Course Blog for Developmental Psychopathology (PSY330; Spring 2020)

ADHD: Diagnosis and Views

In class, during this time of transition, we have been talking about ADHD; the issues with diagnosis and the popular, sometimes stigmatized, view of it. We learned the the hallmark symptoms are inattention, hyperactivity, and impulsivity, although they are not all always seen and can be seen in many different ways. Some children have only one symptom that takes over and can cause an issue, some all three and many fall in the middle. While ADHD can seen more clearly in one class or another, or a certain situation over another, it is not seen across the board. A certain authority may see it as an issue where another one does not. This is where the struggle with diagnosis can be found. Overall, it is important that what’s best for the child is done but many people do not see this as an issue or believe nothing is wrong with their child; it is simply them being a child.
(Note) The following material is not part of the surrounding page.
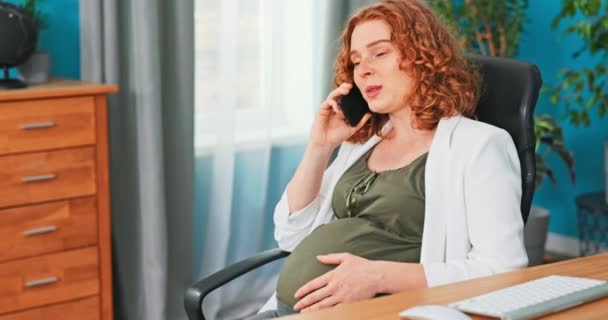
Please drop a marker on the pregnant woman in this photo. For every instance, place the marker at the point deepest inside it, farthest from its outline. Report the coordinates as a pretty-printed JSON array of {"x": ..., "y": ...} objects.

This is a possibility in some cases, but there is also the possibility, that with proper treatment, their child could do even better than the current situation. Stigma with ADHD and treatments are a big deal. The most common treatments are stimulants, and while there are other ways of dealing with it, some people have a hard time giving stimulants to children. We have learned that whatever is best for the child and family is the right option but there is still a long way to go in diagnosing and treatment. The best thing one can do is to educate and make sure they are doing what is right for them and their child.